What is the value of a newspaper’s blog?


The Arkin affair will diminish the ability of newspaper readers to know what biases affect mainstream reporting. It won’t stop the biases, just lead to they being more hidden.

A newspaper sponsors a blog for its print reporters and for others in order to extend its franchise (and maybe provide a transition to a paperless newspaper), to provide additional information and comment that doesn’t fit the space or relevance of the print version, and now we know not to let readers know how (at least for the Washington Post, and probably others) newspaper staff really think.

I’m conflicted. I’d really like to know more about what a newspaper’s reporters really think, and their biases. I don’t want to know in order to go ballistic on this or that matter, though I may.

I’d really rather be concentrating on understanding the news. In order to do so, I want -- need -- to know in order to better appraise what filters and foci are being applied to the background and larger environment of what they do select to report or emphasize.

That would certainly be easier than digging through many other sources, particularly in the alternative media and blogs, in order to get the crucial information the major media leaves out, and in order to get a better fix on which major media reporting is reliable.

Of course, it may be uncomfortable for a newspaper to be hammered for comments deemed egregious by many readers, and such prejudices should be kept out of reporting – indeed far more than at present.
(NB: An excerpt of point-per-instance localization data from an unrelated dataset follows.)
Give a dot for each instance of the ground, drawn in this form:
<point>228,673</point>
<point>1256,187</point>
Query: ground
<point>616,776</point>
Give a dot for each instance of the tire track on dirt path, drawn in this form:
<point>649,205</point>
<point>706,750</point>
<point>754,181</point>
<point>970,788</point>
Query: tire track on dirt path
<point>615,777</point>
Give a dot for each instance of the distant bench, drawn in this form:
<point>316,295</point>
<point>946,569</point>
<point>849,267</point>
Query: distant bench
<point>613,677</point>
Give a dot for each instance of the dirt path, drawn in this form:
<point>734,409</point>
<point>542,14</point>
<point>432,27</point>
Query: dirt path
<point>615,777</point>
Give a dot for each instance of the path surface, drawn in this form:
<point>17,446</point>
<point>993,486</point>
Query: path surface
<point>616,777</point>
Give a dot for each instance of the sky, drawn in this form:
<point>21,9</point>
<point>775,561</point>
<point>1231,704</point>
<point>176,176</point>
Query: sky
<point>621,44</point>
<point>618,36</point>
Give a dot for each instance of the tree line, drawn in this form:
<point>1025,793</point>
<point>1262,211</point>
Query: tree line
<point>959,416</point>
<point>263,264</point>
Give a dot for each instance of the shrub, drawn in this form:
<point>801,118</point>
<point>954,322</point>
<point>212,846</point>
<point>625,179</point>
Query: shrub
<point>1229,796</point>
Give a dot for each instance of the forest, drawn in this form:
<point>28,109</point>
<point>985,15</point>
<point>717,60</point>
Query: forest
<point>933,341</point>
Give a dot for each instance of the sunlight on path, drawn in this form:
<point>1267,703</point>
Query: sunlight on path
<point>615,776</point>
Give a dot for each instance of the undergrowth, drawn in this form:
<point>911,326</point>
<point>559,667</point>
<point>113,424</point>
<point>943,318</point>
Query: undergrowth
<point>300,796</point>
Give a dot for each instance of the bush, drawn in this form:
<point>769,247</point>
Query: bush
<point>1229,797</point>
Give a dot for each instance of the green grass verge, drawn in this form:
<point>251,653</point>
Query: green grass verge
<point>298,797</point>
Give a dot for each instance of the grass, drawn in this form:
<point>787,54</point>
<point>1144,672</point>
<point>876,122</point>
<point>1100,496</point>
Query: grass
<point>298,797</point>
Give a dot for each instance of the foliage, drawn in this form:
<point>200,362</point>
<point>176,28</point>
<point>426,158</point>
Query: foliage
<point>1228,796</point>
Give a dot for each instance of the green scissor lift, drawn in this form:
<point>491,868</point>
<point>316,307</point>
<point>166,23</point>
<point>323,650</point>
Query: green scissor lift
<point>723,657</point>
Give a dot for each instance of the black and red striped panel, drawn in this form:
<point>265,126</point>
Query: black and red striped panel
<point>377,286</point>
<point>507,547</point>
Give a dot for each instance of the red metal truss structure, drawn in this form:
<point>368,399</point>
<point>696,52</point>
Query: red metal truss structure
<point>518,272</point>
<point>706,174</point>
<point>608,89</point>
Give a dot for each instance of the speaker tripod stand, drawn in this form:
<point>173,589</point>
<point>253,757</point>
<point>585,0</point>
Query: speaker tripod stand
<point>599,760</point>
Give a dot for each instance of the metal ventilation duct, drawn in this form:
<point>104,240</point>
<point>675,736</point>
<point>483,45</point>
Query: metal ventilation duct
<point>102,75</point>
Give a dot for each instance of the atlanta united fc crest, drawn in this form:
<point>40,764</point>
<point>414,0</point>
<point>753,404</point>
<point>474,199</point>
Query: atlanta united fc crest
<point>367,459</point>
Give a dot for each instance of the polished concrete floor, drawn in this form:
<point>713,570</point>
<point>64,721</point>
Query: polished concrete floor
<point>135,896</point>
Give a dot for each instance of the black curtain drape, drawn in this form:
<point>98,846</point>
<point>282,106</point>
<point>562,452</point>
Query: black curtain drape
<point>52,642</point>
But, rather than cloaking the opinions of reporters, major media should encourage them to be more forthcoming in separate opinion sections and particularly at their blogs.

The Washington Post’s ombudsman, Deborah Howell, reflects of the William Arkin affair in “A Blog’s Blast Damage.” Ms. Howell notes of Arkin calling our professional military “mercenary”:

Readers usually take things literally. And an editor should have told him to take out the word. That's what editors are for: They keep opinion writers from making fools of themselves.

Then, Ms. Howell reports what, instead, did and didn’t happen:

An editor read his column before it was posted but didn't see the problem. Jim Brady, washingtonpost.com's executive editor, said that had he seen it, he would have asked for changes. Arkin said he would have made them.

Why? Ms. Howell doesn't address the editor's bias that would lead him or her to see nothing wrong with calling our servicepeople mercenaries. She just sees a failure to be more tactful or better cloaked in being biased:

What's the difference between opinion writing for the newspaper and for washingtonpost.com? The writing can be similar, but the editing is more intense at the newspaper. More experienced eyes see a story or a column before it goes into the paper; The Post has several levels of rigorous editing. There is "less of an editing process" for blogs at the more immediacy-oriented Web site, Brady said.

Ms. Howell doesn’t dodge the issue of standards:

Arkin's column did not meet Post standards, but then, newspaper editing isn't perfect, either. But "mercenary" surely is live ammo; such an incendiary word should have popped out in flames to Post editors.

And it is good editing that should prevail when a report carries The Post's banner.

Newspapers’ bloggers and newspaper blog editors will become more circumspect as a result of the Arkin affair. We will have a smaller window into the actual thinking and filters that influence newspapers’ product. There are many more Arkins and editors who fail to meet standards. We deserve to have more of them expose themselves.